TL;DR
- 6,000 vecinos sin agua desde el domingo por rotura de cañería principal
- El derrumbe de un muro dejó un agujero de 8×3 metros y cortó el suministro
- Distribuyen agua ‘no apta para consumo’ para baños pero no para beber
- Trabajan con bloques de hormigón tipo Lego para reconstruir la tubería
Cuando el grifo seco se vuelve normalidad
Imagina despertarte un domingo y que tu vida se reduzca a dos opciones: o te aguantas las ganas de ir al baño o usas agua que podría enfermarte. Eso es lo que viven desde el 2 de febrero los cerca de 6,000 habitantes de Anglès, un pueblo de La Selva en Cataluña que lleva días sin una gota de agua potable. Según reporta Elpais, el 112 recibió el aviso a las 13:44 horas: parte de la calzada de la Calle Pla de la Coma se había derrumbado hacia la riera de Sant Amanç, llevándose consigo la tubería principal del agua. Lo que empezó como un boquete en la calle terminó siendo una emergencia municipal «muy grave», según las propias palabras del alcalde Jordi Pibernat.
El agua que no puedes beber pero sí descargar
Aquí viene lo surrealista: mientras trabajan en la reparación, están llenando el depósito secundario con agua del canal «sin garantías sanitarias». O sea, agua que según el Servei Municipal d’Aigües «no es apta para el consumo» pero que sí puedes usar para el baño. El comunicado es claro como el agua que no tienen: «no se puede usar para beber, cocinar, lavar alimentos o herramientas de cocina o cualquier uso que implique la ingesta directa o indirecta». Traducción: puedes tirar la cadena pero no lavarte los dientes. Los restaurantes y bares han tenido que contratar sus propios camiones cuba para dar servicio, mientras algunos vecinos van a fuentes de otros pueblos o a casa de familiares a ducharse. La normalidad se volvió un privilegio de quien tiene auto y gasolina.
Los bloques de Lego gigantes y la espera eterna
La solución parece sacada de un episodio de Bob Esponja: están esperando «unos grandes bloques de hormigón parecidos a un Lego para poner la tubería encima». Mientras tanto, el camión cisterna con agua potable que debía llegar a la una de la tarde llegó a las tres, según confirma el alcalde. Y no es el único retraso: las cubas de agua «no potable» para llenar cisternas en escuelas, institutos, guarderías y el CAP también llegaron con su buena dosis de impuntualidad. Lo curioso es que el mismo Pibernat reconoce: «Enseguida nos preguntamos qué había pasado para que cediera el muro de contención, pero ahora esa no es la prioridad». Claro, primero el parche, después las preguntas incómodas.
La catástrofe que nadie vio venir (¿o sí?)
Los vecinos lo califican de «catástrofe», y no es para menos. Un agujero de ocho metros de largo por tres de hondo no aparece de la noche a la mañana. El muro que cedió estaba cerca de las conducciones principales del servicio de agua, lo que plantea preguntas incómodas sobre mantenimiento preventivo.
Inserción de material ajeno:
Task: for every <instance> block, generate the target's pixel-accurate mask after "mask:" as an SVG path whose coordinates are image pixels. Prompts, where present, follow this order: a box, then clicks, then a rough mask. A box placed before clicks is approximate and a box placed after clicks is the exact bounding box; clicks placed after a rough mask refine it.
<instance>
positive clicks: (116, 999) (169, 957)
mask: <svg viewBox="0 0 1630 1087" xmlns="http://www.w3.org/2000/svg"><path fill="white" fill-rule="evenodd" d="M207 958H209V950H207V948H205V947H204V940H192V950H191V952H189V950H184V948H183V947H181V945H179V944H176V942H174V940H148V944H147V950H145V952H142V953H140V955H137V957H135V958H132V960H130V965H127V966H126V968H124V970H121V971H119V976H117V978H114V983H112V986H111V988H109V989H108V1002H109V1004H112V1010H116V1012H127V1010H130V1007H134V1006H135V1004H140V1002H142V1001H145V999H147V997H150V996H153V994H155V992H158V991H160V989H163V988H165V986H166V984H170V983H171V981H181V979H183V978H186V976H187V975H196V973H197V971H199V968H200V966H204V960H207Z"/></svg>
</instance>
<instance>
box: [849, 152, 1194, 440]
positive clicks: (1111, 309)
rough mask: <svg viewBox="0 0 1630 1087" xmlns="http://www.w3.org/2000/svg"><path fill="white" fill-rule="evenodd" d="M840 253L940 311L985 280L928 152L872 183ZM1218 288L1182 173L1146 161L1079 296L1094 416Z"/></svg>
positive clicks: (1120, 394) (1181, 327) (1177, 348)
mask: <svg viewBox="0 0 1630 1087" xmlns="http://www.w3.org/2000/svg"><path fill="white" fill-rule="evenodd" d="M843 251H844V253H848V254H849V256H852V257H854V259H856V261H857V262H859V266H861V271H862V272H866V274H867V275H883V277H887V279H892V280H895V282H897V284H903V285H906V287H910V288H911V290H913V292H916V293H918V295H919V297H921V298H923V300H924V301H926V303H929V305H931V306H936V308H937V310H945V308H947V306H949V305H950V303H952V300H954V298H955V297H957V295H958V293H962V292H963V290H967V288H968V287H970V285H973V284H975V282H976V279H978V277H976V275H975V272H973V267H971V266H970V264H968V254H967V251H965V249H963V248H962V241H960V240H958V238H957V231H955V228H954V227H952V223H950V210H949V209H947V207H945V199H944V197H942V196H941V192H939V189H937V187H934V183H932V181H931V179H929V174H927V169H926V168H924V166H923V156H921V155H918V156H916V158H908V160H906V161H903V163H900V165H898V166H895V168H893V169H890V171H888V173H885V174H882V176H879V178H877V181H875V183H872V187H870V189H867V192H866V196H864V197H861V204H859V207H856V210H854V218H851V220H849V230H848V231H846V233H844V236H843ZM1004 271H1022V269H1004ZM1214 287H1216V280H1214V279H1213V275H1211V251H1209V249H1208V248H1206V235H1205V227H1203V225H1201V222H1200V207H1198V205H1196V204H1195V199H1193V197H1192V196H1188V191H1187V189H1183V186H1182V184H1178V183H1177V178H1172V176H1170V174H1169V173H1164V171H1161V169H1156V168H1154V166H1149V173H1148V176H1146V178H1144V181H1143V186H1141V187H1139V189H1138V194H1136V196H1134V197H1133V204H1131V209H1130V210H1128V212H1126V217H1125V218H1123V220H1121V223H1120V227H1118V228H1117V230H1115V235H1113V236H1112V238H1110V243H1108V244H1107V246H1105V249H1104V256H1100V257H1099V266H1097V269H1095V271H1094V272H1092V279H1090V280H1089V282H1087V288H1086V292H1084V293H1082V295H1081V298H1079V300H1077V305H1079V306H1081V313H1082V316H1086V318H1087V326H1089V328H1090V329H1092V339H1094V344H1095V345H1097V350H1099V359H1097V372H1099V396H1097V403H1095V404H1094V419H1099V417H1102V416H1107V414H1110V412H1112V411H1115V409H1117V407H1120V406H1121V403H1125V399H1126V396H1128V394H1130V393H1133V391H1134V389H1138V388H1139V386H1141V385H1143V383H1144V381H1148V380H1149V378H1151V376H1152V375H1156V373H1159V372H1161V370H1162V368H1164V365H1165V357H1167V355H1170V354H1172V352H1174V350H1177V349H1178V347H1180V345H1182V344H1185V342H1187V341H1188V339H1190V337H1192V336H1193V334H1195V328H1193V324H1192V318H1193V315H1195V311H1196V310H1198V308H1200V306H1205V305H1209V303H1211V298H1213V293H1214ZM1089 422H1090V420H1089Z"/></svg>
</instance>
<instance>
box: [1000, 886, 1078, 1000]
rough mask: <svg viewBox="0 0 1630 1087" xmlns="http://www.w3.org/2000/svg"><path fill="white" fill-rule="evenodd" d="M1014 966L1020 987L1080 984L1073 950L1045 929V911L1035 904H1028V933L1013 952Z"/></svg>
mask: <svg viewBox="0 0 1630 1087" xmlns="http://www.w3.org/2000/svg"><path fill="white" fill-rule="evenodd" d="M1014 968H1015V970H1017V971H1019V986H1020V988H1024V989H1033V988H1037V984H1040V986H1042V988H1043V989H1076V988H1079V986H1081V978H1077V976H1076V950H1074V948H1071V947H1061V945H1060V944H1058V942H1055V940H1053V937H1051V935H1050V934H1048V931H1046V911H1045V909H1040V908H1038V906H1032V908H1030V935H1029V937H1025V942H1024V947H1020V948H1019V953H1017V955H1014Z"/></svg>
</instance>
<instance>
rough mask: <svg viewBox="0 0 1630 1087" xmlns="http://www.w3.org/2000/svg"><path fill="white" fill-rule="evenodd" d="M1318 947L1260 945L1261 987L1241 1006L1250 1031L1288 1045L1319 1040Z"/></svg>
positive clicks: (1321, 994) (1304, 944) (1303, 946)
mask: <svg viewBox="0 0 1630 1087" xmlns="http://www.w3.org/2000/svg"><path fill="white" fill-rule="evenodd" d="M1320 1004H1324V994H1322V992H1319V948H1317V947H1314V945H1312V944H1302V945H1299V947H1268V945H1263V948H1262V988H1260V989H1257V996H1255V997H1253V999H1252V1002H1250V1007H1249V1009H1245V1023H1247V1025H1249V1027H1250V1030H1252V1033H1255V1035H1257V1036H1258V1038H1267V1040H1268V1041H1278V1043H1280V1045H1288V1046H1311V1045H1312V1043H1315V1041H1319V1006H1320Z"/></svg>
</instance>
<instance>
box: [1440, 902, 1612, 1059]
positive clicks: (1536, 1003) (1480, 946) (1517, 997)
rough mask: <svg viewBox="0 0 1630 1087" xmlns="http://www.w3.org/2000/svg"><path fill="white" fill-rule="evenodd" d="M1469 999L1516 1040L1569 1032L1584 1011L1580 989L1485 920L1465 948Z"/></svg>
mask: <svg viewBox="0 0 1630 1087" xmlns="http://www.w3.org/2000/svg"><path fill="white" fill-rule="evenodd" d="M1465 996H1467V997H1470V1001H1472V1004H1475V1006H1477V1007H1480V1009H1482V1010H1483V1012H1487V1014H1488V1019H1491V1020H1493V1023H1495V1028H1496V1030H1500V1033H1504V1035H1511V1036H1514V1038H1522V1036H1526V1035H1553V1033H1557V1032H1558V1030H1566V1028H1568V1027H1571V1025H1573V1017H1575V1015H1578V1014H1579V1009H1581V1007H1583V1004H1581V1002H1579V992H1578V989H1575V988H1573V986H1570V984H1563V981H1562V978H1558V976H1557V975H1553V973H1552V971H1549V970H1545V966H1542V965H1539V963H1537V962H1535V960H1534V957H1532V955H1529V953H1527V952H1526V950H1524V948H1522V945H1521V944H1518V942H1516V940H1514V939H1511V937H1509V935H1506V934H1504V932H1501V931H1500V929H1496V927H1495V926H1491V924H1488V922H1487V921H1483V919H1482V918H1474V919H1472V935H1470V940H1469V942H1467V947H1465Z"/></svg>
ERC, en la oposición, ha propuesto que el consistorio contacte con ayuntamientos vecinos para que los habitantes de Anglès puedan usar duchas municipales hasta que se restablezca el servicio. Una solución de emergencia que revela lo frágil que es la infraestructura básica en pueblos que no suelen aparecer en los titulares.
El depósito vacío y la desinfección pendiente
«El depósito principal que tenemos está vacío, ahora lo que estamos intentando es llenar, con agua del canal tratada, el depósito secundario para que por lo menos la gente pueda ir al lavabo», explica Pibernat. Pero aquí viene otro detalle que huele a problema futuro: cuando consigan llenar de agua potable el depósito principal, el secundario «deberá desinfectarse». O sea, estamos ante un efecto dominó de complicaciones donde cada solución temporal genera un nuevo problema. Aqualia, la empresa concesionaria, trabaja con el Consistorio y las autoridades sanitarias para resolver la situación «en el menor tiempo posible», pero ese tiempo ya se mide en días sin agua potable.
La resignación como única opción
Lo más preocupante no es la emergencia en sí, sino la normalización de la emergencia. Vecinos que van a otros pueblos a buscar agua, restaurantes que contratan sus propios camiones, escuelas que dependen de cubas de agua no potable… todo mientras se espera por bloques de hormigón que suenan a solución de juguete para un problema de adultos. La pregunta que queda flotando como el polvo sobre el agujero de ocho metros es: ¿cuántas veces más tendrán que pasar por esto antes de que la infraestructura deje de ser un parche y se convierta en una solución permanente?